A Few Good Reads

A Few Good Reads November 30, 2016

photo credit: solidether via photopin cc
photo credit: solidether via photopin cc

The Sunday After: A Post-Election Lesson from Jimmy Carter
Jennifer Crossley Howard made the trek to Maranatha Baptist Church in Plains, Georgia the Sunday after the Presidential Election to attend former President Jimmy Carter’s Sunday School class. She recaps discussions with the other people who were there, the process for getting to attend his class, and what he talked about that morning. While I have significant theological issues with many things the former President believes, it was interesting to hear how he addressed his class on this particular Sunday. “When you pull into the parking lot at Maranatha, you’re given a number, and when Jan Williams, the church pianist, calls out your number, you’d better listen and step in line. That secures your spot in the sanctuary. The overflow crowd has to watch Carter on a TV in another room.”

Theology of the Carols: Hark the Herald Angels Sing
Some of the hymns we sing at Christmas are loaded with some amazing theology that informs our understanding of who Jesus is and draws our hearts near to him. In my opinion, “Hark! The Herald Angels Sing” is the best of them. Michael Kelley walks through this wonderful hymn to unpack some of the truth contained in it. “The original lyrics were written by Charles Wesley, brother of John Wesley, and was called ‘Hymn for Christmas-Day.’ It was included in John Wesley’s collection called Hymns and Sacred Poems that was published in 1739. The great evangelist George Whitefield adapted the lyrics in 1754, changing the opening line to ‘Hark! the Herald Angels sing’ from the original, ‘Hark how all the Welkin rings.’”

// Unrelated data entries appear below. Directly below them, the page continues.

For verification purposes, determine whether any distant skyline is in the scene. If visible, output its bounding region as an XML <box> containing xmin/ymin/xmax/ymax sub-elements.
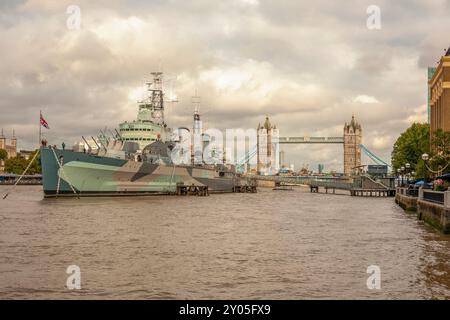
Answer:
<box><xmin>0</xmin><ymin>0</ymin><xmax>450</xmax><ymax>171</ymax></box>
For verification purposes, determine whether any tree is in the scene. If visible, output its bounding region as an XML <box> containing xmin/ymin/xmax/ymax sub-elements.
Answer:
<box><xmin>5</xmin><ymin>150</ymin><xmax>42</xmax><ymax>174</ymax></box>
<box><xmin>391</xmin><ymin>123</ymin><xmax>430</xmax><ymax>178</ymax></box>
<box><xmin>430</xmin><ymin>129</ymin><xmax>450</xmax><ymax>173</ymax></box>
<box><xmin>0</xmin><ymin>149</ymin><xmax>8</xmax><ymax>160</ymax></box>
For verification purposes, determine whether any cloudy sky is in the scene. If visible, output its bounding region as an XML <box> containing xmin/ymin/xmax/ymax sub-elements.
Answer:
<box><xmin>0</xmin><ymin>0</ymin><xmax>450</xmax><ymax>171</ymax></box>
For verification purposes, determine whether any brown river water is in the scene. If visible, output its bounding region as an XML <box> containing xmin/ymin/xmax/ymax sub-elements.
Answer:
<box><xmin>0</xmin><ymin>187</ymin><xmax>450</xmax><ymax>299</ymax></box>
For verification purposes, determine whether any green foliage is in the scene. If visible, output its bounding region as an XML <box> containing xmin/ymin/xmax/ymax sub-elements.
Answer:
<box><xmin>5</xmin><ymin>150</ymin><xmax>41</xmax><ymax>174</ymax></box>
<box><xmin>0</xmin><ymin>149</ymin><xmax>8</xmax><ymax>160</ymax></box>
<box><xmin>392</xmin><ymin>123</ymin><xmax>430</xmax><ymax>178</ymax></box>
<box><xmin>430</xmin><ymin>129</ymin><xmax>450</xmax><ymax>173</ymax></box>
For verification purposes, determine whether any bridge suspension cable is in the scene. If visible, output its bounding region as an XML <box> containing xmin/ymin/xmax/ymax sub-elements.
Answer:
<box><xmin>359</xmin><ymin>144</ymin><xmax>391</xmax><ymax>167</ymax></box>
<box><xmin>236</xmin><ymin>146</ymin><xmax>257</xmax><ymax>168</ymax></box>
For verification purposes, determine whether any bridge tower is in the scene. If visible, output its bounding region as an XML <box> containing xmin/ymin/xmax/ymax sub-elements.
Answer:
<box><xmin>256</xmin><ymin>116</ymin><xmax>279</xmax><ymax>175</ymax></box>
<box><xmin>344</xmin><ymin>115</ymin><xmax>362</xmax><ymax>176</ymax></box>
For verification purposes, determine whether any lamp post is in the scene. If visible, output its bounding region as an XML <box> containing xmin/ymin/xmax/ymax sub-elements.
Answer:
<box><xmin>422</xmin><ymin>153</ymin><xmax>450</xmax><ymax>176</ymax></box>
<box><xmin>405</xmin><ymin>163</ymin><xmax>411</xmax><ymax>184</ymax></box>
<box><xmin>400</xmin><ymin>166</ymin><xmax>405</xmax><ymax>187</ymax></box>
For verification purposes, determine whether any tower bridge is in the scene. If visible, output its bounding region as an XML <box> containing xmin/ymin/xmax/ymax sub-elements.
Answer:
<box><xmin>256</xmin><ymin>116</ymin><xmax>366</xmax><ymax>176</ymax></box>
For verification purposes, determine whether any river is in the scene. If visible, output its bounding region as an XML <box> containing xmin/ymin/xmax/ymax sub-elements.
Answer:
<box><xmin>0</xmin><ymin>186</ymin><xmax>450</xmax><ymax>299</ymax></box>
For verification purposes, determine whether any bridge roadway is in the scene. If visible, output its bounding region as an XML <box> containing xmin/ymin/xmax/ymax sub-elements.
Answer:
<box><xmin>278</xmin><ymin>137</ymin><xmax>344</xmax><ymax>144</ymax></box>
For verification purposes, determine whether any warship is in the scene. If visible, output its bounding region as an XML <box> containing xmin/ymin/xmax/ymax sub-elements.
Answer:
<box><xmin>40</xmin><ymin>72</ymin><xmax>246</xmax><ymax>198</ymax></box>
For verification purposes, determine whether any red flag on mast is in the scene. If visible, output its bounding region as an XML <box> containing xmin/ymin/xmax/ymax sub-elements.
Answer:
<box><xmin>41</xmin><ymin>113</ymin><xmax>50</xmax><ymax>129</ymax></box>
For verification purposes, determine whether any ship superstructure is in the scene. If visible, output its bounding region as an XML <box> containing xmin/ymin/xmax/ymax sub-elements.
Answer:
<box><xmin>119</xmin><ymin>72</ymin><xmax>170</xmax><ymax>150</ymax></box>
<box><xmin>41</xmin><ymin>72</ymin><xmax>250</xmax><ymax>197</ymax></box>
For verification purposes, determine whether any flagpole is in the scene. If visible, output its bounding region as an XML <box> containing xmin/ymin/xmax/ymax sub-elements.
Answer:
<box><xmin>38</xmin><ymin>110</ymin><xmax>42</xmax><ymax>149</ymax></box>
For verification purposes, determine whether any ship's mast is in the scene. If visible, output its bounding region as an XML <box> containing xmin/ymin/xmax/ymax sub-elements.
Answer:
<box><xmin>192</xmin><ymin>90</ymin><xmax>203</xmax><ymax>135</ymax></box>
<box><xmin>139</xmin><ymin>72</ymin><xmax>166</xmax><ymax>126</ymax></box>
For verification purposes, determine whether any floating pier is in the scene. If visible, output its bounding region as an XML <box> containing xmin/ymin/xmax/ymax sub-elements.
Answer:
<box><xmin>350</xmin><ymin>189</ymin><xmax>395</xmax><ymax>197</ymax></box>
<box><xmin>177</xmin><ymin>185</ymin><xmax>209</xmax><ymax>197</ymax></box>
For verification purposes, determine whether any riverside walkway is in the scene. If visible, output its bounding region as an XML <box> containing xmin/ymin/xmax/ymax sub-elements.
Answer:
<box><xmin>248</xmin><ymin>175</ymin><xmax>395</xmax><ymax>197</ymax></box>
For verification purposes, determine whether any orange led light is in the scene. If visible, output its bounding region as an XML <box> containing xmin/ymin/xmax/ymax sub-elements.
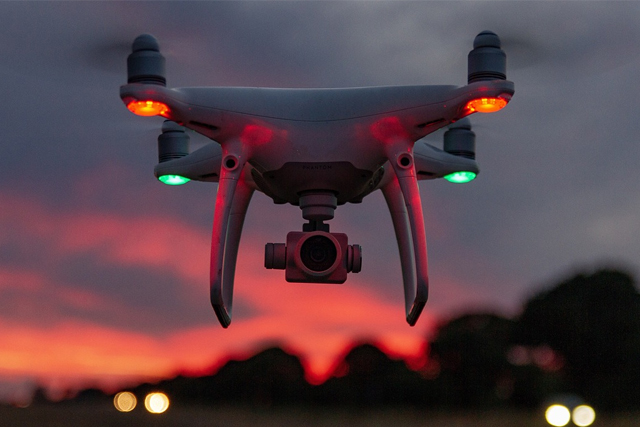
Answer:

How to Read the Major Prophets Devotionally
Mike McKinley helps us understand how we can read Isaiah, Jeremiah, Ezekiel, and Daniel in a way that draws us nearer to God. “The New Testament authors repeatedly mine these Major Prophets—Isaiah, Jeremiah, Lamentations, Ezekiel, and Daniel—for themes and prophecies that would illuminate what God was doing in sending his Son. Jesus clearly understood and explained his own ministry in terms laid out by the prophets (Luke 4:16–21). So Christians who want to know their Bible needs to wrestle with these books.”

Deep in the Weeds on MONOGENES and Eternal Generation
Since the Summer there has been a good discussion going on about the Trinity and the proper way to understand the relationship between the Father, the Son, and the Holy Spirit. Many Christians yawn at these kinds of debates, but since they get to the heart of who God is, we should care deeply about them. Denny Burk digs into the Nicene Creed and applies what he sees there to how we translate MONOGENES. Should it be “only-begotten” or “only/unique?” “After reading the Creed in Greek, it immediately became clear to me that the Nicene Fathers’s interpretation of MONOGENES is in direct conflict with a near consensus among modern New Testament scholars.”

Which Old Testament Promises Apply to Me?
John Piper deals with a question that gets to the heart of how we read and grow from reading the Old Testament. “Now, I think that means that in union with Christ, the Messiah, Christians become the heirs of all the promises in the Old Testament. And there are different ways to explain why that is, and one is to realize that in spiritual union with the Jewish Messiah, Jesus Christ, Christians are the messianic people, the true Israel, the heirs of everything promised to the true Israel.”